A Girl Needs Her Daddy!

Judges 11:34-36 — And Jephthah came to Mizpeh unto his house, and, behold, his daughter came out to meet him with timbrels and with dances: and she was his only child; beside her he had neither son nor daughter. And it came to pass, when he saw her, that he rent his clothes, and said, Alas, my daughter! thou hast brought me very low, and thou art one of them that trouble me: for I have opened my mouth unto the Lord, and I cannot go back. And she said unto him, My father, if thou hast opened thy mouth unto the Lord, do to me according to that which hath proceeded out of thy mouth; forasmuch as the Lord hath taken vengeance for thee of thine enemies, even of the children of Ammon.

The story of Jephthah and his daughter might be one of the saddest and most troubling in the Bible — but the story itself is not my focus today (if you don’t remember it, it’s in Judges 11).
What tugged at my attention was the relationship between Jephthah and his daughter (a non-Biblical source calls her Seila, “asked for”, and I’m going to use that if I need to). I think you can tell from Jephthah’s horror when he realizes that he has unintentionally committed to sacrifice his daughter that Seila was daddy’s little princess. Her reaction makes it clear that she felt that way too.
I’m not sure how the discussion provoked me to connect to Jephthah and Seila, but Myra and I were talking about her relationship (or lack of it) with her father. The thing is, it marked her for years — and although the resentment is gone, there might still be a little scarring.
There’s a counter example in the Bible too. For all his good qualities, King David wasn’t a great father. And he certainly didn’t treat his daughter — Tamar, who really was a princess — like his little princess. And when Amnon raped her, although David was “very angry” he did … nothing, and the consequences were devastating.

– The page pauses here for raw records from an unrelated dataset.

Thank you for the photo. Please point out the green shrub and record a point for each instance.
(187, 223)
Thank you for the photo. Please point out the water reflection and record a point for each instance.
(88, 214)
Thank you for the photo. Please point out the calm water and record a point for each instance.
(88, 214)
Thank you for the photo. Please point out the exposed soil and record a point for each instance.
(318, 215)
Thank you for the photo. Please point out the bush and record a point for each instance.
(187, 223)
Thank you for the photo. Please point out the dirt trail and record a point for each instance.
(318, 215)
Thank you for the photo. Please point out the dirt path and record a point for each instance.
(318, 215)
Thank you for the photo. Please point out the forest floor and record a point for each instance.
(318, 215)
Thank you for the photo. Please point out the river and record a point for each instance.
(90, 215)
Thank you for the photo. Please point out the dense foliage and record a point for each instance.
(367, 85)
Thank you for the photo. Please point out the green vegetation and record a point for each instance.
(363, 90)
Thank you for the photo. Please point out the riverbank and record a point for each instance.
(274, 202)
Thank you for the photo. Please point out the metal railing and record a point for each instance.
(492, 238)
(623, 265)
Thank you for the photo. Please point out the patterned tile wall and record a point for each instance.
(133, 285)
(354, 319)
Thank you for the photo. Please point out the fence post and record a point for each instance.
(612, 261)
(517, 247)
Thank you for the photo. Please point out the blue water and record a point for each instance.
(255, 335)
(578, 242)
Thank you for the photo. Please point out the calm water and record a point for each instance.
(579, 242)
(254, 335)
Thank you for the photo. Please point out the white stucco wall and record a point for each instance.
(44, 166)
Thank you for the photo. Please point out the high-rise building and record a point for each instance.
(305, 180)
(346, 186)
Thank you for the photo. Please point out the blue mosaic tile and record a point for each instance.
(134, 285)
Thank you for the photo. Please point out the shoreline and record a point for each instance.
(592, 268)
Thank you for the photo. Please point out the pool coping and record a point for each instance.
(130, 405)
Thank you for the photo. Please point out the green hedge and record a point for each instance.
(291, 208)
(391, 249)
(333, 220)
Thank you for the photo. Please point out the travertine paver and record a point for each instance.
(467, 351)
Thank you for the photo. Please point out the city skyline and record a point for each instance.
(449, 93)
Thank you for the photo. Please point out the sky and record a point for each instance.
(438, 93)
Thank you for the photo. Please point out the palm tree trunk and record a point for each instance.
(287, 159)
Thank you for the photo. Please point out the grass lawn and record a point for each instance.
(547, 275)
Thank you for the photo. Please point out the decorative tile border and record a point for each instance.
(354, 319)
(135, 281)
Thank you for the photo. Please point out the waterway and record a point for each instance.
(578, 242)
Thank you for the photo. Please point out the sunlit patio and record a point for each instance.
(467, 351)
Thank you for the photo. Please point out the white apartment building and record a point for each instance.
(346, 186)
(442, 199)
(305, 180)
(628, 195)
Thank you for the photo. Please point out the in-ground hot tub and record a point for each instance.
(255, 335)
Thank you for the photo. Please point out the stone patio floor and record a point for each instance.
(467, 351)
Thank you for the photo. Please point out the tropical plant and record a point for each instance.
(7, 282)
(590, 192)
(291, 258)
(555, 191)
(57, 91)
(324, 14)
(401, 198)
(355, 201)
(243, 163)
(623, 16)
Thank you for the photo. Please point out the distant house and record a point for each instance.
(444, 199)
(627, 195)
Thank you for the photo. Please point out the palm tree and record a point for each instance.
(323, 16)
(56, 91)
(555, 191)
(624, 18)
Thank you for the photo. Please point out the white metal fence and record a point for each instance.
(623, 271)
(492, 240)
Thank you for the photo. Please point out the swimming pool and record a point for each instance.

One way and another, Myra and I have seen a lot of the damage that can be caused when daddy doesn’t take care of his princess and show her how a real man should behave. When we worked for a while, in a little ministry at our church focused on children of divorce we saw a lot of impacts of absent fathers. Now don’t get me wrong — girls need their mommies too, and boys need both their parents. In fact all four relationships are critical, so that as those children grow up they know how they should be, and what they should expect from the opposite sex. But of all the four, that relationship between the princess and her daddy is the most precious, and the most irreplaceable. So I have a plea, as Father’s Day approaches… If you’re a daddy, and your princess is not getting all she needs from you, grab the opportunity to reconnect. The rewards will be greater than you can imagine!